- What the NAT exam actually feels like
- The topics that repeat the most
- A simple 7-day prep plan
- Mistakes that waste your score
If you're searching for a NAT exam full review, you're probably stressed. I get it. They hype the NAT like it's a serious entrance exam.
Here's the honest version. NAT is an aptitude-style test. It is mostly speed and basics, not deep syllabus. The bigger problem is what happens after the test, the calls, the urgency, and the fluff.
This post is about how to pass the NAT. It is not a recommendation to join anything based only on a "selected" message. Pass it, fine. But verify mentors, syllabus, and fee terms in writing before you pay a rupee.
What the NAT Exam Is
NAT is the NxtWave Assessment Test. It's usually online. You get a timer, multiple choice questions, and a lot of "don't overthink it" type questions.
The vibe is more like an aptitude round for placements, not like a board exam. Speed matters.
What It Tests
From what I saw, NAT focuses on a few buckets:
- Basic math: percentages, ratios, averages, profit and loss
- Time based math: time and work, time speed distance
- Reasoning: series, patterns, simple logic
- English: basic comprehension, vocabulary, grammar
If you are weak in math, don't panic. You don't need advanced formulas. You need speed with basics.
What to Study (No Fluff)
Here is what I would study if I had to do it again. Keep it simple.
| Topic | What to focus on | Fast practice target |
|---|---|---|
| Percentages | Increase, decrease, simple comparisons | 30 questions |
| Ratios | Split, mix, proportion | 25 questions |
| Average | Combined average, missing values | 20 questions |
| Time and work | Two people, efficiency, pipes style | 20 questions |
| Reasoning patterns | Series, odd one out, simple logic | 30 questions |
| Reading | 2 short passages, accuracy | 15 passages |
Do not get stuck on "advanced tricks". Your goal is to solve cleanly and move on.
A 7-Day Plan
If you have a week, do this. It's boring, but it works.

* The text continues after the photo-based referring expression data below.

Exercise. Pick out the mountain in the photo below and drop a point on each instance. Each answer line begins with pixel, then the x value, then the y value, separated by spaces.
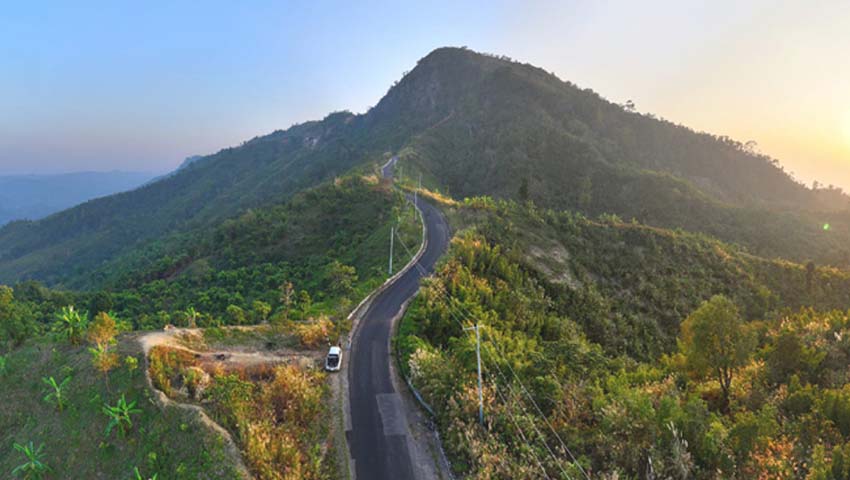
pixel 475 124
pixel 185 163
pixel 34 197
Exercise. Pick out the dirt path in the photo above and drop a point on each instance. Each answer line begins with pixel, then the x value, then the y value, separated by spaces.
pixel 237 356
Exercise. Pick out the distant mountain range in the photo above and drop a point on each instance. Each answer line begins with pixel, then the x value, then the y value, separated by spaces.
pixel 32 197
pixel 476 124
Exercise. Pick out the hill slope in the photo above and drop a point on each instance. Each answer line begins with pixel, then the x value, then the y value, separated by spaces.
pixel 479 125
pixel 36 196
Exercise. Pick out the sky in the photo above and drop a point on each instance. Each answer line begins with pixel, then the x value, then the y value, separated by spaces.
pixel 139 86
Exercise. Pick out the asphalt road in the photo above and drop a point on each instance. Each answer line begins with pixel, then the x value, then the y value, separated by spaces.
pixel 377 439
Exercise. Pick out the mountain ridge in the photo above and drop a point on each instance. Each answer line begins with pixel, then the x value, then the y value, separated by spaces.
pixel 480 125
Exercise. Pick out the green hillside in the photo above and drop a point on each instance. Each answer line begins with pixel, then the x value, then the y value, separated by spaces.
pixel 170 442
pixel 512 130
pixel 477 125
pixel 594 320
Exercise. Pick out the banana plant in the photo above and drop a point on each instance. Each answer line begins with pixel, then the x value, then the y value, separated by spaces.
pixel 140 477
pixel 34 468
pixel 71 324
pixel 57 393
pixel 191 317
pixel 119 415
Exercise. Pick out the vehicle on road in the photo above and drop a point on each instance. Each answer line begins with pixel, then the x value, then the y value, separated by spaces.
pixel 334 359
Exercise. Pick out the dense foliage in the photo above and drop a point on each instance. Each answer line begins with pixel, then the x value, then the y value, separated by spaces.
pixel 276 413
pixel 315 254
pixel 511 130
pixel 170 441
pixel 633 382
pixel 481 126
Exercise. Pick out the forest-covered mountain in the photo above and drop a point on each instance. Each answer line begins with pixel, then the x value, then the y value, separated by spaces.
pixel 33 197
pixel 476 124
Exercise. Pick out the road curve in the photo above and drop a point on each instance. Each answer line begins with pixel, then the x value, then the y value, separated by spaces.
pixel 378 439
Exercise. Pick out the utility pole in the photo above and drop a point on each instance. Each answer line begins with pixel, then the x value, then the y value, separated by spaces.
pixel 478 355
pixel 392 235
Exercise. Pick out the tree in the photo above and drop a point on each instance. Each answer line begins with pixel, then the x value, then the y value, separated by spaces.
pixel 287 296
pixel 102 330
pixel 104 360
pixel 71 324
pixel 119 415
pixel 18 322
pixel 102 333
pixel 34 468
pixel 341 277
pixel 523 190
pixel 56 394
pixel 305 302
pixel 716 342
pixel 261 310
pixel 101 302
pixel 191 317
pixel 139 476
pixel 132 363
pixel 235 315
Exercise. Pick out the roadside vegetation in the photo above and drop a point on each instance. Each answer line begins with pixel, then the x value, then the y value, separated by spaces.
pixel 284 277
pixel 61 423
pixel 649 353
pixel 277 409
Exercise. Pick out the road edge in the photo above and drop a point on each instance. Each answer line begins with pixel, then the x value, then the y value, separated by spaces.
pixel 354 317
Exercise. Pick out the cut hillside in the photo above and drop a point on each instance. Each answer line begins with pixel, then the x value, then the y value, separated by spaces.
pixel 645 352
pixel 169 441
pixel 478 125
pixel 630 285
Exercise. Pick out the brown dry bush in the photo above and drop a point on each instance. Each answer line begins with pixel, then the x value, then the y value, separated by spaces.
pixel 314 333
pixel 167 366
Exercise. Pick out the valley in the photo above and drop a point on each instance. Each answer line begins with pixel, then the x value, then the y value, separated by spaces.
pixel 526 280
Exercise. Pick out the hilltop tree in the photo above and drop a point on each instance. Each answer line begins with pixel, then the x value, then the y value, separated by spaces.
pixel 261 310
pixel 191 317
pixel 341 278
pixel 56 394
pixel 119 415
pixel 71 324
pixel 102 334
pixel 716 342
pixel 34 468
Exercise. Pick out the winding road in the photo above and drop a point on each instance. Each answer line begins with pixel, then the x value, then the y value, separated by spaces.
pixel 379 436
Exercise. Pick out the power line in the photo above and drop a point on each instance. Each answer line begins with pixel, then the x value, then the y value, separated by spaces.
pixel 449 304
pixel 522 434
pixel 534 425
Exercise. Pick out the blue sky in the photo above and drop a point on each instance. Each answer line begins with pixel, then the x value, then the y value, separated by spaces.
pixel 139 86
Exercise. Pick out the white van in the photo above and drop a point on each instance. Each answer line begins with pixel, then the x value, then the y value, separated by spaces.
pixel 334 359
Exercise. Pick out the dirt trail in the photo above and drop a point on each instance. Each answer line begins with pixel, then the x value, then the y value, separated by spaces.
pixel 234 357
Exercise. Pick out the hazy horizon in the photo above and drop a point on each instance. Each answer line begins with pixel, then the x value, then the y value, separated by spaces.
pixel 100 87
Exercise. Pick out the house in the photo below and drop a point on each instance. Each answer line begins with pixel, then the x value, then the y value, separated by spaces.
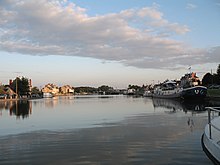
pixel 66 89
pixel 50 88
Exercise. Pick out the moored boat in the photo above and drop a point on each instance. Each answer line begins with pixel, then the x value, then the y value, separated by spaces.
pixel 195 92
pixel 188 87
pixel 192 88
pixel 211 137
pixel 168 89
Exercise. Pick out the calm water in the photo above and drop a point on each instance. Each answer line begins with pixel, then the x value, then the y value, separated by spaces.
pixel 102 130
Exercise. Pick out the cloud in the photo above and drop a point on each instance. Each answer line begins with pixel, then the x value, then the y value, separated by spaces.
pixel 191 6
pixel 134 37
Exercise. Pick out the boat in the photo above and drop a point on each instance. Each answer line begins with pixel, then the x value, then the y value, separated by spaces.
pixel 47 95
pixel 211 137
pixel 192 87
pixel 168 89
pixel 188 87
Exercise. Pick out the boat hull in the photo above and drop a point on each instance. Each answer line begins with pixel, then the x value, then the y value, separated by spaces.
pixel 211 146
pixel 197 92
pixel 167 96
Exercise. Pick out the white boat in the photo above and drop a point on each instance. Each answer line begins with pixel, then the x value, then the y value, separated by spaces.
pixel 47 95
pixel 168 89
pixel 211 137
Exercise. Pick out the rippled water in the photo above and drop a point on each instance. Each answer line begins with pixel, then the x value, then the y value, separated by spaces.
pixel 102 130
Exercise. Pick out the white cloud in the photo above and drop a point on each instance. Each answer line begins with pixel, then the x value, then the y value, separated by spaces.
pixel 62 28
pixel 191 6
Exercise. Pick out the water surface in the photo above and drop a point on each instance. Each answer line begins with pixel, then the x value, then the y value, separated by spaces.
pixel 102 130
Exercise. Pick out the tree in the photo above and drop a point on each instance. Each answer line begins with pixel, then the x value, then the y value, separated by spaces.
pixel 21 86
pixel 35 90
pixel 2 89
pixel 218 70
pixel 218 75
pixel 207 79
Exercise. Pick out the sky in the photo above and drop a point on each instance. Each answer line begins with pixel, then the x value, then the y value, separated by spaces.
pixel 107 42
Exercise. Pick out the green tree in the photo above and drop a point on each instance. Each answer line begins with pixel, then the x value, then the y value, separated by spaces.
pixel 21 86
pixel 35 90
pixel 218 70
pixel 2 87
pixel 207 79
pixel 218 75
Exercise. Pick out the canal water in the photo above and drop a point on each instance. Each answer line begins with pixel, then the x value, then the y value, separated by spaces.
pixel 105 130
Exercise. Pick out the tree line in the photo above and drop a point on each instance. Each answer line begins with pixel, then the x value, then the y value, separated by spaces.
pixel 210 79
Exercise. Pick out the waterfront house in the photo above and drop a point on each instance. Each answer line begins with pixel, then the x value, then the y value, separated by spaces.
pixel 66 89
pixel 50 88
pixel 10 93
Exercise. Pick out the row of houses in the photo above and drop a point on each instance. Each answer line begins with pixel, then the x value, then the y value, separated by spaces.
pixel 52 89
pixel 49 89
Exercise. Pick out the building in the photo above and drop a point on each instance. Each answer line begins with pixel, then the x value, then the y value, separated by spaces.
pixel 66 89
pixel 50 88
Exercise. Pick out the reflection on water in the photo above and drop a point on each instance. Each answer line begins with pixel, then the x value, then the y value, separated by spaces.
pixel 114 130
pixel 180 104
pixel 21 109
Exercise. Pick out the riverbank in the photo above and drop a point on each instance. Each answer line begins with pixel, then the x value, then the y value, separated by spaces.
pixel 20 99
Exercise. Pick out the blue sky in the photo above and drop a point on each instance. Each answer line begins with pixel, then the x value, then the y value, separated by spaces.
pixel 96 42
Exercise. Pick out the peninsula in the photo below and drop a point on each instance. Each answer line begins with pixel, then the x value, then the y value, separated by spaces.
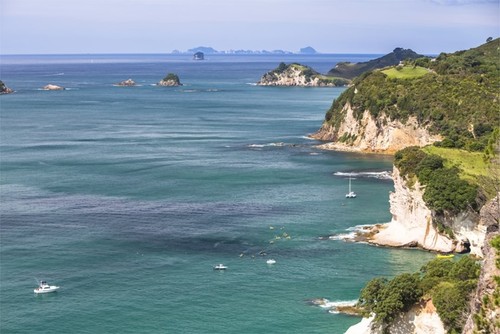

Day 1 and 2: Fix your basics
- Percentages, ratios, averages
- Learn 1 method, repeat it until it is automatic
- Do timed sets of 10 questions
Day 3 and 4: Time-based math
- Time and work, time speed distance
- Write formulas once, then stop rewriting
- Practice mixed sets so you learn to switch fast
Day 5: Reasoning and English
- Series, patterns, basic logic
- 2 reading passages with timer
- Grammar rules you always mess up
Day 6: Two full mocks
- Do one mock in the morning, one at night
- Review wrong answers, not the ones you got right
- Track what you waste time on
Day 7: Light revision
- Redo your top 30 wrong questions
- Sleep properly
- Do not start new topics
Test Day Strategy
This matters more than people think.
- Skip fast. If you can't see a method in 15 seconds, skip it.
- Don't ego solve. You are not proving anything. You are collecting marks.
- Do easy first. Clean questions are free points.
- Watch careless errors. Most losses are silly math mistakes.
Rule: One hard question can kill 3 easy ones. Don't let it.
What Happens After NAT
After NAT, most students get a call. Usually it turns into a counseling style pitch. That is where you need to slow down.
If you are considering NIAT or any partner program, read my other posts before you pay:
- The NAT Exam Illusion: Why Everyone "Passes"
- The "Industry 4.0" Lie: Inside the NIAT Classroom
- The Financial Trap: How NIAT Partner Colleges Hold Your Money Hostage
Bottom line, pass the test if you want. But don't confuse "selection" with "proof the program is good".